Мы трое вышли из собора. Хатковская и я долго стояли на мосту, глядя в сутулую спину, пока Борис не скрылся.
— Кто был прав? — гордо спросила Хатковская.
— Ты права, родная, утешься.
О Хатковская…
Нас с тобою
Было двое,
Неразлучней
Не найдешь.
С нами третий —
Буйный ветер
И четвертый —
теплый дождь.
Мы бежали вдоль Фонтанки
Наступая на дома
В мокром зеркале асфальта…
— Мадлен, дорогая! О Мадлен! О, Мадлен…
— О мы, Хатковская!
— Да! О мы! О мы, которые…
Мы шли по набережной Кутузова.
— Которые… — задумчиво продолжала Хатковская. — Мадленище, а не поступить ли нам в институт культуры?
Она вдруг остановилась, побагровела и согнулась пополам (это она так смеется).
— Представляешь, Сидди, мы будем затейниками. Нас пошлют просвещать массы: меня в Ванькино, тебя в Манькино…
— Балда, — сказала я. — Я буду писать свое полное собрание сочинений, а ты тем временем накропаешь обо мне мемуары.

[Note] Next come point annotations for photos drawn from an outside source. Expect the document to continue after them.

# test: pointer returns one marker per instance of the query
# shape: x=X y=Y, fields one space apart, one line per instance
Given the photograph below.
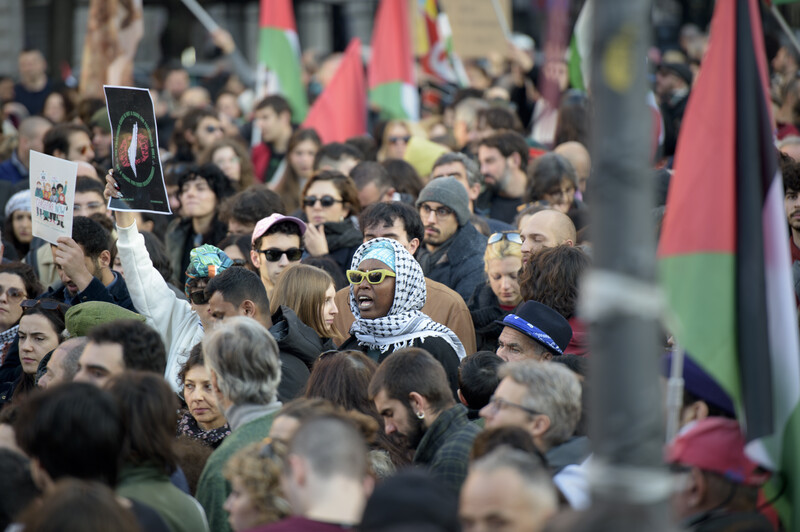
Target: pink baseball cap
x=716 y=444
x=264 y=224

До нас долетели звуки вальса.
— Это оркестр в Летнем саду, — сказала я.
— Пра-авда? — удивилась Хатковская. — Я никогда не видела у нас почему-то оркестров.

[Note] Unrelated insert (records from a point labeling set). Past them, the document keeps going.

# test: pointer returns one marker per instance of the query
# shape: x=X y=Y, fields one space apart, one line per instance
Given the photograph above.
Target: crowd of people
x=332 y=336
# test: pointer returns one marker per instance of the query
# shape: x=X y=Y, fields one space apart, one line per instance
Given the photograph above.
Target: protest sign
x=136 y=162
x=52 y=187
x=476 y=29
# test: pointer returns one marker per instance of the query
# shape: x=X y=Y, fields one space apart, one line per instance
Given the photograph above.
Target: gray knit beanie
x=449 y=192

Нежный голос трубы вкрадчиво и грустно выводил мелодию над мокрыми липами. Пахло травой. Было легко и нежно на душе, как тогда, когда я слышу аккордеон с первого этажа.
Хатковская зашептала:
— Посмотри, какой там дяденька с огромной трубой! Он уже весь красный… Еще бы! Такая махина: бу-бу-бу…
Тетенька с собачкой, похожей на паука, покосилась.
— Мадлен! — сказала невозмутимая Хатковская после краткой паузы. — А не пойти ли мне на кафедру дефектологии в качестве учебного пособия?
— Девушка, шуметь идите в другое место, — с достоинством сказала тетенька.
— Это вы мне? — удивилась Хатковская.
— Вам!
— Что-то я не поняла, — зловеще сказала Хатковская.
Запахло скандалом.
Стемнело. Упали первые капли дождя, тяжелые, как кровь. Собачка задрожала обвислым задом и стала нервно поджимать ножки. Заговорили липы. Музыканты поспешно убирали стулья. Через минуту хлынул ливень.
* * *
Учебный год, родные зеленоватые стены, милый кабинет военного дела с манекеном, одетым в защитный костюм и противогаз. Незабываемая встреча с музой.